These past few days my emotions have been all over the place.
Friday was the hubby's birthday and we all wished him a Happy Birthday with smiles and hugs. And during the day I was okay, but Friday started going down hill when he got home from work, I was tired both physically and emotionally and seeing him sitting at the dinner table by himself when he should have been surounded by his two little girls just broke me. And I lost it, I ended up crying my eyes out standing over the stove. And like the great husband that he is he came over and hugged me, he asked me whats wrong?What do you want? And I finally voiced it I said I WANT MY BABY!!! Its hard to celebrate something when your missing a part of you, especially on his birthday when its so close to our little girls passing. After a good cry I pulled myself together and went on with what was left of our Friday.
Saturday we went to my mother in laws for a birthday party that they threw for the hubby, it was their way of helping. They were nice enough to let us know that they know that we are still grieving and that they still feeling Emmaliese's loss as well, that they just want us to know that it was their way of helping us go on. We had a good time, we had cake and danced some. And it may have looked like I had moved on but Emmaliese has always on my mind, even as I danced or smiled or laughed, part of me was with my little girl, who in spirit was with us but I would have loved for her to actually be there. I would have loved to hear people oohing and ahhing at her, instead of looking at pictures of her and telling us how they wished there was something that could have been done. I think Saturday was more draining just because we were celebrating the hubbys birthday without her, it felt somewhat wrong for us to be having a good time with out her and especially since her passing is so recent. I know Horacio had mixed emotions, he was grateful that our family thought of us and wanted to show him that they care, and at the same time he was sad because he only had one of his two princess' there with him.I wonder how we will handle the rest of the birthdays, holidays, and other family events?
Sunday we went to my best friend daughters 1st birthday, and we were there for a little bit. One Nathalia wasn't feeling well. She had a slight fever and just wasn't in the party mood. And two I realized that I'm not as ready as I thought I was to be in a room where there are more than two babies.And where at some point even if they dont mean to an uncomfortable silence fills the room, it becomes the elephant in the room. But the time that we were there we had fun, it was nice to see friends that I hadn't seen in a while, it was just a little hard since most of them have babies. But I know that it will take time, and I'm grateful to have good friends who understand me and are supportive.

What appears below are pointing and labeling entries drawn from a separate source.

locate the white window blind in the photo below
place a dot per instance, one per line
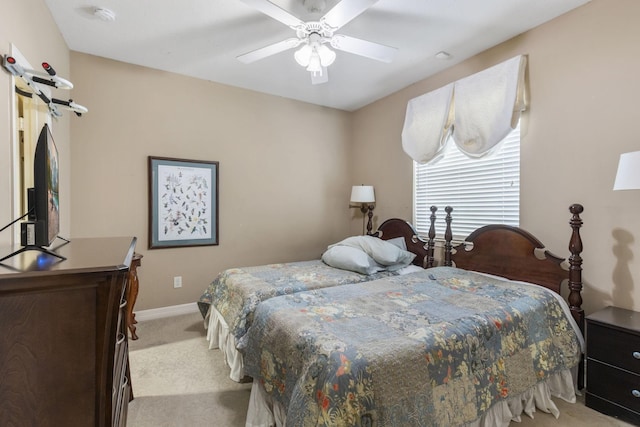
(481, 191)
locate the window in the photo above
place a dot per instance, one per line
(480, 191)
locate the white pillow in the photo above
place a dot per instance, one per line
(399, 242)
(350, 258)
(381, 251)
(409, 269)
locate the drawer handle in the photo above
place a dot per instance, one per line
(121, 338)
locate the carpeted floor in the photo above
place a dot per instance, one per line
(178, 382)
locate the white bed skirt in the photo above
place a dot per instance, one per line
(218, 337)
(263, 412)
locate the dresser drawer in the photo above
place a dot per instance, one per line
(614, 384)
(613, 346)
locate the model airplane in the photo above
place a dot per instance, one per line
(49, 77)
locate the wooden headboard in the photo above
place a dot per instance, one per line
(514, 253)
(394, 227)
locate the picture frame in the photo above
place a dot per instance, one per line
(183, 202)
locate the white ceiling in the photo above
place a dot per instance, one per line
(202, 38)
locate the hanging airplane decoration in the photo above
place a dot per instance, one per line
(314, 55)
(34, 79)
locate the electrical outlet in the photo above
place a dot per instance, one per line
(177, 282)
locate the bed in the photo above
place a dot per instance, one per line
(227, 305)
(476, 342)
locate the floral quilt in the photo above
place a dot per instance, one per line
(236, 292)
(431, 348)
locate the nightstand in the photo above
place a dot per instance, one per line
(613, 363)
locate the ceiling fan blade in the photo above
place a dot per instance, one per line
(275, 11)
(363, 48)
(319, 78)
(345, 11)
(272, 49)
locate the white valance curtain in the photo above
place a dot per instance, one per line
(478, 111)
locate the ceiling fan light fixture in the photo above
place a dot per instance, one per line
(327, 56)
(303, 55)
(315, 63)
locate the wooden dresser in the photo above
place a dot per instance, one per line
(613, 363)
(63, 337)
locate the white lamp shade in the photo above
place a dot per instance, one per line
(362, 194)
(628, 176)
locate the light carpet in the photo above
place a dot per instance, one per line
(178, 382)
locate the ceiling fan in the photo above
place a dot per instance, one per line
(314, 55)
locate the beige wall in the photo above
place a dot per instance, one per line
(284, 176)
(27, 25)
(584, 86)
(286, 167)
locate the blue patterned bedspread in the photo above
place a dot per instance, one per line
(236, 292)
(437, 347)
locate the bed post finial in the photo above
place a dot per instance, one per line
(432, 236)
(448, 237)
(575, 266)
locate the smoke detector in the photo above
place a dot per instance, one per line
(104, 14)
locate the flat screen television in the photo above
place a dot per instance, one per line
(44, 202)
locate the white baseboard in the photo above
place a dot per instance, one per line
(173, 310)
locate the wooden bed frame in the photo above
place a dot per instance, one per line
(514, 253)
(424, 250)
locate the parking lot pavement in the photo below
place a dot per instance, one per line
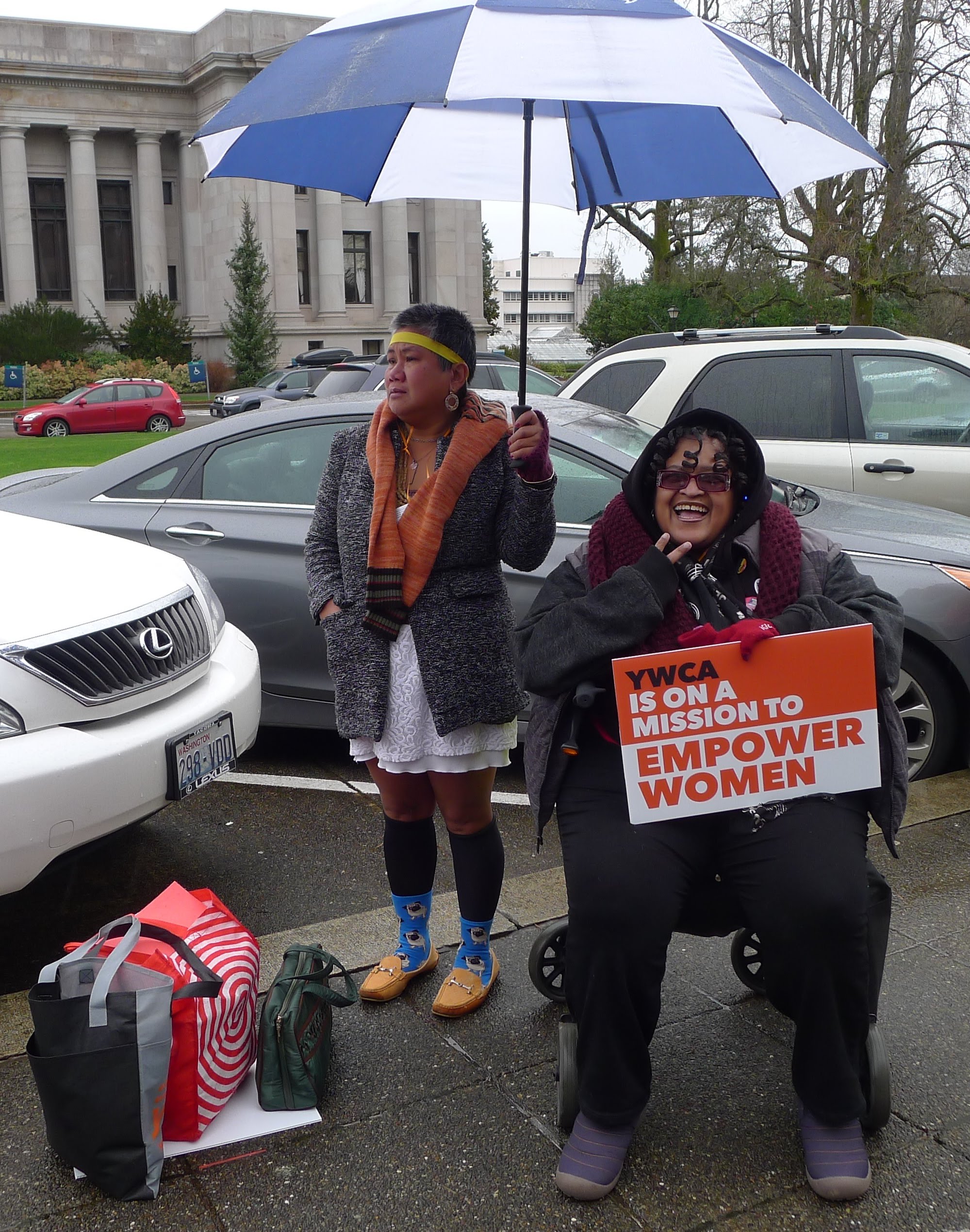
(434, 1124)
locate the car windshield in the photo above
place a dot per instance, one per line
(341, 381)
(265, 383)
(625, 435)
(72, 396)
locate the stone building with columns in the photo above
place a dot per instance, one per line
(102, 199)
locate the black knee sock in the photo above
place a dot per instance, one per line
(411, 855)
(479, 868)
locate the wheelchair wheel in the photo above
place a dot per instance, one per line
(746, 960)
(567, 1080)
(548, 961)
(878, 1097)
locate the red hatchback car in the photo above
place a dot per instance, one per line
(106, 407)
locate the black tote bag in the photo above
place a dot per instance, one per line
(100, 1056)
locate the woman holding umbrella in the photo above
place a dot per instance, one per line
(414, 516)
(695, 552)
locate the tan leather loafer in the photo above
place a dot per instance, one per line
(387, 980)
(463, 991)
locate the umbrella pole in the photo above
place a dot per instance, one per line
(527, 114)
(528, 106)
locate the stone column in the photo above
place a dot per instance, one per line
(193, 286)
(330, 252)
(150, 214)
(20, 275)
(441, 249)
(397, 283)
(85, 216)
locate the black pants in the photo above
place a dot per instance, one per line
(802, 884)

And last but not least Today.....Today the hubby and I made the same drive that we made for a whole month everyday and went back to LPCH....only this time we went to get our blood work, to see what mutation we have as far as Surfactant Deficiency goes. Emmaliese was diagnosed with Surfactant Dificiency ABCA3. They told us that we should be getting the results in 4 to 5 weeks. Once we have the results we will know what our chances are of this happening again with further pregnancies. Part of me was very anxious to get the blood work out of the way and now part of me is scared of what the results will say. I'm afraid that the test will show that we have a very high risk of going thru this again and that my dream of having more babies will have to end. I know I am probably getting ahead of myself but once you have gone thru what I went thru you tend to fear alot of things, and to be scared of alot of things.I hope 4 weeks go by fast.